Tuesday, May 10, 2011

Vultures



March 12

Today we took a tour to Trinidad, a colonial city on the Caribbean. Throughout the drive Turkey Vultures circled in cluster after cluster. The bird for me, is a metaphor for where Cuba is going and points to the poverty of Castro's revolution. Everywhere we went things were broken. Discarded tractors rusting in fields, fallen masonry left of street corners, broken windows left unboarded. Debris is scattered everywhere.

Cuba left the modern world fifty years ago. Regardless of causes and perpetrators, the island is in an advanced state of decay. Overlooking Trinidad from the tower of the museum, the roofs of the houses look like smashed toys. Cornices have crumbled on many buildings, a great number of roof tiles were missing which created a crazy patchwork of white and red, brick railings had broken away and have never been fixed. Throughout the country cars have been left by the sides of the roads. People ride bicycles of course. But the number of horse drawn carriages were astounding, perhaps accounting for fifty percent of the transportation in the countryside. Manure covers the roads. And those discarded tractors and threshers, means that we saw farmer after farmer using a hoe.

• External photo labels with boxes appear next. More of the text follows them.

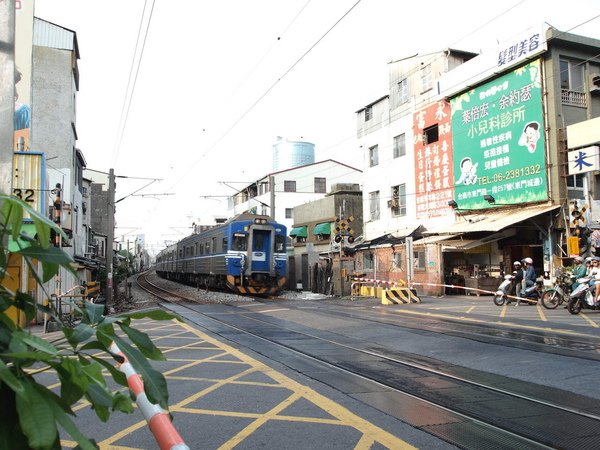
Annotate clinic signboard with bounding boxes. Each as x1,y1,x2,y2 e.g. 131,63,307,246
450,60,548,209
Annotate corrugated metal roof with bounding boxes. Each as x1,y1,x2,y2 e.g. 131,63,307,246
33,17,79,53
423,205,560,235
413,234,459,245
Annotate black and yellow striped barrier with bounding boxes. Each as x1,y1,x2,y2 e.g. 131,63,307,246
381,286,421,305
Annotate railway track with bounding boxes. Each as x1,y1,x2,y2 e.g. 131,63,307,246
135,272,600,449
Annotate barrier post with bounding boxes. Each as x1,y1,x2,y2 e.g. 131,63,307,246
109,342,190,450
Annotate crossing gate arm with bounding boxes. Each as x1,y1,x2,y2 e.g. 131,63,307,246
381,286,421,305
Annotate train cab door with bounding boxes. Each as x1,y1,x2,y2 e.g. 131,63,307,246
250,228,272,272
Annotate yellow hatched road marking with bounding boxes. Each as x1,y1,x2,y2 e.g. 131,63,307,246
79,321,415,450
578,314,600,328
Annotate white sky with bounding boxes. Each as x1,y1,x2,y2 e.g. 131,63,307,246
35,0,600,252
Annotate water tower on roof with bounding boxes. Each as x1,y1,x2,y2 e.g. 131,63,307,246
273,136,315,172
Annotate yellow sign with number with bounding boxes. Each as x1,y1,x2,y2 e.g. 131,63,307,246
567,236,579,257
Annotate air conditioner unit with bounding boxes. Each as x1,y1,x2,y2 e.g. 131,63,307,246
590,73,600,93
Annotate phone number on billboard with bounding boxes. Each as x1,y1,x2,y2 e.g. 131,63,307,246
479,164,542,184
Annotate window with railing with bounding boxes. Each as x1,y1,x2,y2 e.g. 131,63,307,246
560,59,587,108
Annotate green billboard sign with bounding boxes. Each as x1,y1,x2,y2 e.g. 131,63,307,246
450,60,548,209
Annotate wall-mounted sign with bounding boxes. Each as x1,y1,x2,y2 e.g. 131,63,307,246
413,101,454,219
12,152,47,218
567,145,600,175
450,60,548,209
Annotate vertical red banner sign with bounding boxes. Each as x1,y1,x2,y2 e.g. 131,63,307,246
413,101,454,219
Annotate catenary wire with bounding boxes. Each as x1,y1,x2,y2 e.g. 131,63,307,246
111,0,155,167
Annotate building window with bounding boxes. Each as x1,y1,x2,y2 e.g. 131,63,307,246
398,78,408,103
421,64,433,92
423,123,440,145
315,177,327,194
413,249,426,270
394,133,406,158
369,145,379,167
392,252,404,270
369,191,379,220
567,173,585,200
390,184,406,217
363,253,374,270
560,59,585,92
560,59,587,108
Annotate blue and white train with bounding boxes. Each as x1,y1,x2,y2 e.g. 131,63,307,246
156,214,287,295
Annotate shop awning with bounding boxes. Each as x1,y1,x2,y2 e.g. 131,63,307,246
413,234,460,245
413,228,517,251
290,225,308,237
353,225,423,250
423,205,560,234
8,223,36,253
313,222,331,234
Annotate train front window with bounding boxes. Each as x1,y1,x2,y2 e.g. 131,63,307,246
275,234,285,253
231,233,248,252
252,234,265,252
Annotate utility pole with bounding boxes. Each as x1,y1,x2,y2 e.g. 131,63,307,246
269,175,275,220
106,169,115,308
0,1,15,195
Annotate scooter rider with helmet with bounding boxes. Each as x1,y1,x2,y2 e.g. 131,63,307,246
513,261,525,295
571,256,587,290
521,258,537,295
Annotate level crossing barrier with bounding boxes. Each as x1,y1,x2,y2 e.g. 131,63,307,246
109,342,190,450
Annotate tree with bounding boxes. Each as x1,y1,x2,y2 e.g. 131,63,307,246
0,195,181,449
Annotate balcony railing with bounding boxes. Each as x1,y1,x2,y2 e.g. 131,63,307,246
562,89,587,108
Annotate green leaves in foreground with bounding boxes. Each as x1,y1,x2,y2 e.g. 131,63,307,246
0,195,180,450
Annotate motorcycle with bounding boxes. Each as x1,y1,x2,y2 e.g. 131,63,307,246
542,272,574,309
494,272,515,306
517,281,544,306
567,277,600,314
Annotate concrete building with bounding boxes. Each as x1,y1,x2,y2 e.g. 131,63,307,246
28,18,95,302
230,159,362,232
288,183,363,295
357,25,600,295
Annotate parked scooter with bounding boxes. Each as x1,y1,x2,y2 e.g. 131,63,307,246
542,271,575,309
517,280,544,306
567,277,600,314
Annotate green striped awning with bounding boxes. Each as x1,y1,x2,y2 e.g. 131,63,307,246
290,225,308,237
8,223,37,253
313,222,331,235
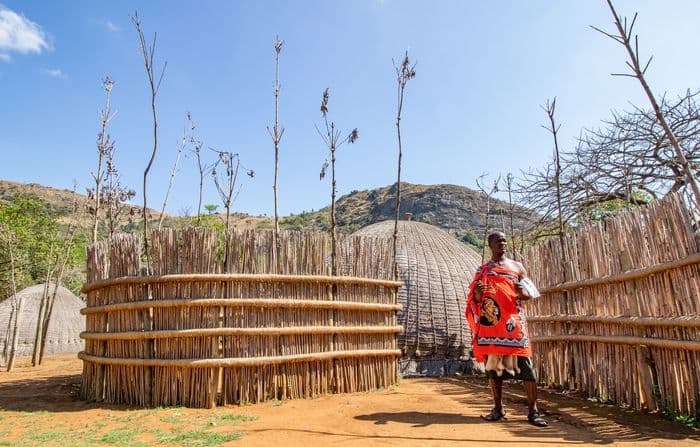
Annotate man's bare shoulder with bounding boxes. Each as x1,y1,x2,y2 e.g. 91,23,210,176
509,259,527,279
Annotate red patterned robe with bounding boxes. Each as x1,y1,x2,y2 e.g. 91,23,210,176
466,262,532,362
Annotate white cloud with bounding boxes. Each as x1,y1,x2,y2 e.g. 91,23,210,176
41,68,68,79
0,4,51,57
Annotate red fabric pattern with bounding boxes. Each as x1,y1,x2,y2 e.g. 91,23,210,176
466,263,532,362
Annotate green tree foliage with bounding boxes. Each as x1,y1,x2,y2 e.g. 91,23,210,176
0,195,58,299
0,194,88,301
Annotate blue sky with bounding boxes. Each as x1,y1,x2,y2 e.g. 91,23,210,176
0,0,700,215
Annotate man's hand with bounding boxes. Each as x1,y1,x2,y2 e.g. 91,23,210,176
474,279,488,303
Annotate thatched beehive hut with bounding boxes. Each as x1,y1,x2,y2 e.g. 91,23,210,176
0,284,85,356
355,221,481,375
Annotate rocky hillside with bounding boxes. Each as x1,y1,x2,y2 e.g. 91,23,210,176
0,180,538,244
283,183,539,242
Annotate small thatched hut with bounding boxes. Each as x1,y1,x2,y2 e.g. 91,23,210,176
355,221,481,375
0,284,85,356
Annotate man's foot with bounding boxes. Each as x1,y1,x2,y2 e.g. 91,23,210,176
481,408,506,422
527,410,549,427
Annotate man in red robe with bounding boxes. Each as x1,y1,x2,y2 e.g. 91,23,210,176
466,232,548,427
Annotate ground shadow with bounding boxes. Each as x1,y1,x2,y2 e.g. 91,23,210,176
0,374,132,413
355,411,483,427
440,377,700,444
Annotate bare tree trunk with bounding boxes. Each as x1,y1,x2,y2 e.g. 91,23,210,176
158,126,187,231
392,51,416,281
38,228,75,365
92,76,114,244
268,37,284,242
476,174,501,264
7,229,22,372
506,172,522,261
543,97,567,266
197,161,204,223
595,0,700,209
331,145,338,276
32,240,58,366
131,13,168,274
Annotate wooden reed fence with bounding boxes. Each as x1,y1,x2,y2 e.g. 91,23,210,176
525,195,700,415
79,228,401,407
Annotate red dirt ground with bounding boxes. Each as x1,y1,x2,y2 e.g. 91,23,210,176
0,356,700,447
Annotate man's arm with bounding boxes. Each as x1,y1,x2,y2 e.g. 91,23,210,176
515,261,540,301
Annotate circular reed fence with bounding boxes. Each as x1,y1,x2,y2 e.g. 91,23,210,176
79,274,402,407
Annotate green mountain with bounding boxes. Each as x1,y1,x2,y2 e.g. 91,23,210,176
0,180,539,243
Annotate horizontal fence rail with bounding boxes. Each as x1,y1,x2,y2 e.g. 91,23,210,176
524,194,700,416
79,229,402,407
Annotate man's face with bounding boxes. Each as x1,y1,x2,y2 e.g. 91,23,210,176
489,233,508,254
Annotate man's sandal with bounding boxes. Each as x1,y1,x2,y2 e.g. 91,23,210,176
481,408,506,422
527,411,549,427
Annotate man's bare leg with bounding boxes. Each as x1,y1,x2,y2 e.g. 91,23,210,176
523,380,548,427
482,379,506,421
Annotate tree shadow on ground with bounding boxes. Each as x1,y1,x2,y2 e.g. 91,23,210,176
439,377,700,444
355,411,483,427
0,374,123,413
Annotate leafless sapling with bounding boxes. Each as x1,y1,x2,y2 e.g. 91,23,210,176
131,11,168,273
476,174,501,264
267,37,284,242
87,76,114,244
316,89,360,276
187,114,213,224
542,97,566,260
393,51,416,280
102,144,136,237
211,149,255,268
503,172,523,260
592,0,700,210
158,112,192,231
0,223,22,372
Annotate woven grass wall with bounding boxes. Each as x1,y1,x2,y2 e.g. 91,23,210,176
355,221,481,375
525,195,700,414
80,229,400,407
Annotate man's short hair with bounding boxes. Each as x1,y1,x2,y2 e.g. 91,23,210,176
486,231,506,245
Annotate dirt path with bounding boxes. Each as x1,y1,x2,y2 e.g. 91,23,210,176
0,356,700,447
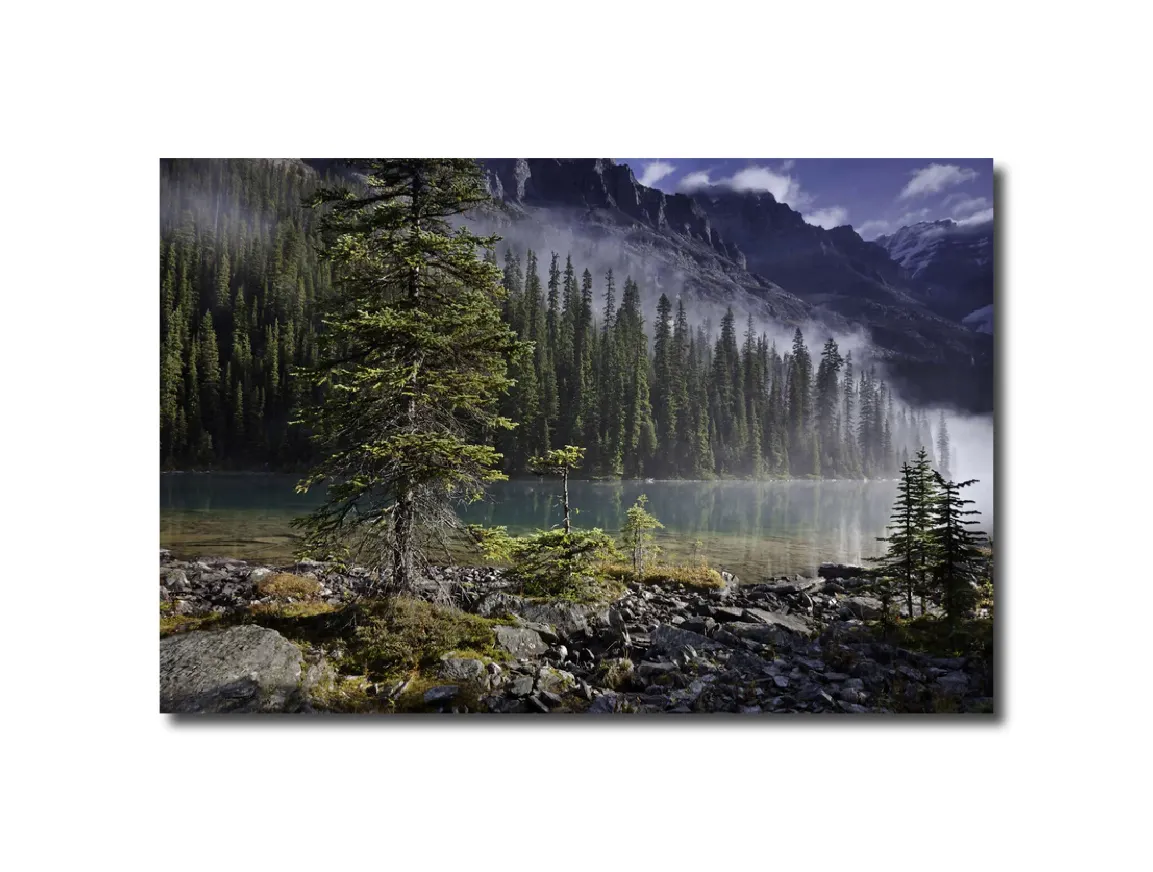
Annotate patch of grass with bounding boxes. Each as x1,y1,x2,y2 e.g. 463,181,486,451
889,616,993,660
394,672,485,713
348,597,505,677
256,572,321,600
601,563,724,591
160,609,225,639
597,657,633,690
309,676,382,714
248,600,340,618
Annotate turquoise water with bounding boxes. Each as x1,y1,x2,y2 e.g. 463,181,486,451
160,473,982,580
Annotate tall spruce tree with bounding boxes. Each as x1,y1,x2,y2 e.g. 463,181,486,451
290,159,526,594
932,472,985,626
937,409,952,480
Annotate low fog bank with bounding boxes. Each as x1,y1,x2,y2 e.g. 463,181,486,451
928,408,994,534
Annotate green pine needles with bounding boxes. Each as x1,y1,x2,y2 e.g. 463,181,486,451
872,448,990,627
290,159,530,594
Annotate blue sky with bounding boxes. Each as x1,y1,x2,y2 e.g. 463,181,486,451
619,158,993,239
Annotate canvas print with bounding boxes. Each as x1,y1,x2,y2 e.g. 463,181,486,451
159,158,996,719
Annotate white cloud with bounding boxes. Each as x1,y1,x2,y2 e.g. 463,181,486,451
957,206,993,226
941,196,990,218
854,218,892,240
853,206,930,239
677,160,849,230
897,164,977,200
717,166,813,209
805,206,849,230
640,160,677,188
678,160,814,211
677,170,713,190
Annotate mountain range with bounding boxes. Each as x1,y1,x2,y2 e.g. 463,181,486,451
474,158,993,412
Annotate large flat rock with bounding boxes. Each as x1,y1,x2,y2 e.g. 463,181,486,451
160,626,306,714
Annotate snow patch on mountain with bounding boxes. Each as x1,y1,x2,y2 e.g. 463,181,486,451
873,218,993,278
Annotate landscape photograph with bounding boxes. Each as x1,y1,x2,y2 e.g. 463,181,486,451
159,157,998,720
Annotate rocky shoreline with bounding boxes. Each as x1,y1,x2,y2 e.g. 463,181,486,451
160,550,993,714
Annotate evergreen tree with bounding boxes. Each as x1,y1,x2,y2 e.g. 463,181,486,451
937,409,951,480
932,472,985,626
290,159,525,593
872,464,932,621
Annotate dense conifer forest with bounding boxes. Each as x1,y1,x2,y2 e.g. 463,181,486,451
160,160,949,479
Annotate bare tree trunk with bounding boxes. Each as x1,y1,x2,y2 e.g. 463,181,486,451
560,469,572,535
392,488,415,595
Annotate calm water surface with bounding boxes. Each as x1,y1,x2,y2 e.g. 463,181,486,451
160,473,992,581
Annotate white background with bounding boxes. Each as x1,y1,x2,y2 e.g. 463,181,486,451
0,0,1153,870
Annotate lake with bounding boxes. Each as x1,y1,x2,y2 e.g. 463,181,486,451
160,473,993,581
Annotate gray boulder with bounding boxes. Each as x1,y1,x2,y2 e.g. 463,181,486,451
841,596,883,621
649,624,725,654
507,672,536,697
518,602,609,638
492,626,549,657
424,684,460,705
440,656,488,684
586,692,624,714
160,569,193,593
745,609,813,636
160,626,307,714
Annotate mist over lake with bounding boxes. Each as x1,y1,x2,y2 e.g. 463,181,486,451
160,473,993,581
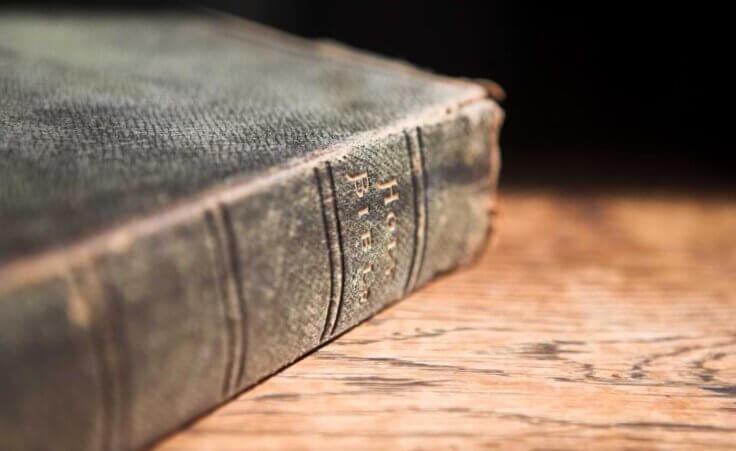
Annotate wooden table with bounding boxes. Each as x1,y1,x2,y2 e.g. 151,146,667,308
159,190,736,451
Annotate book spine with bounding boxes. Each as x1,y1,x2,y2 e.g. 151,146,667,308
0,100,502,450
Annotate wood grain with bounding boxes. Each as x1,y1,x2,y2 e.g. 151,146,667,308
158,191,736,451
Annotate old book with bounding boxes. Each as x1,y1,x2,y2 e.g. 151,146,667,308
0,12,502,450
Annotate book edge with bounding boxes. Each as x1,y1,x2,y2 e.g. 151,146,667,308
0,96,503,293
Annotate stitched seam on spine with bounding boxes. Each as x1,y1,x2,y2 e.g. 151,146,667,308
327,161,345,334
217,203,248,389
66,267,115,450
205,209,236,398
100,277,133,449
415,127,429,285
314,168,335,340
404,130,423,295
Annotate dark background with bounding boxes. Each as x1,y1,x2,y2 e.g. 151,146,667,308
210,1,734,189
11,0,736,190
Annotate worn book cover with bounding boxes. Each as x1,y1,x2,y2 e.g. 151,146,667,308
0,11,503,450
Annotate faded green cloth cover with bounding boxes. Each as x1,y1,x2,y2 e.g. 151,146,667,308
0,11,502,450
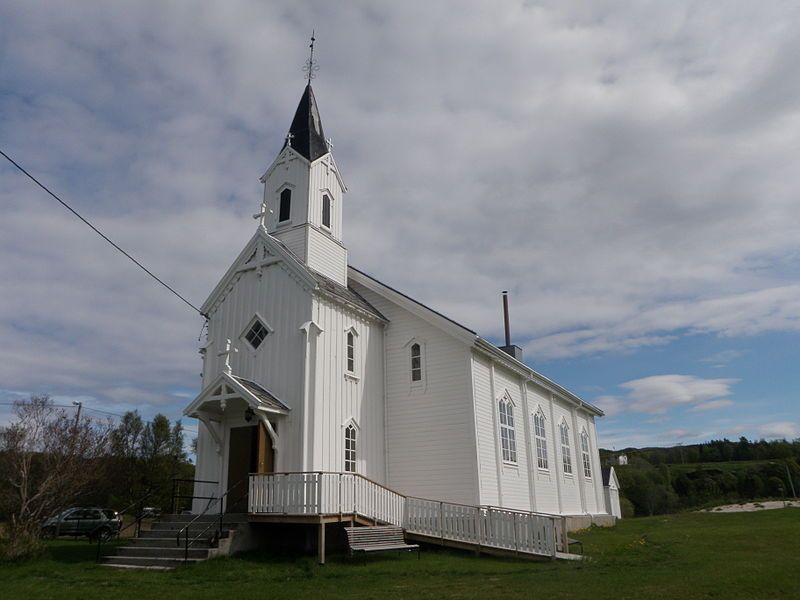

The impact has been enormous. Cubans are shrinking. The most recent generation is shorter by as much as 3 inches from the previous generation. They are suffering debilitating diseases and conditions. Realizing this the Cuban government has instituted a national food program for youth with the objective to reverse the trend. I admire the spirit of the Cubans, but just a year and half after our last visit they suddenly seem tired and broken. Truly sad to see.

Two last images on the ride back to the hotel. Rounding a corner and caught in the dying light of the sun a boy, perhaps 12 years old, on a roof, playing a saxaphone. The brass of the instrument flashed. That is hope. And later as we approached Matanzas, the sun had become a huge fireball on the horizon. A single vulture crossed the sun, wafting, hesitating, then diving. And then the sun was gone. That is despair.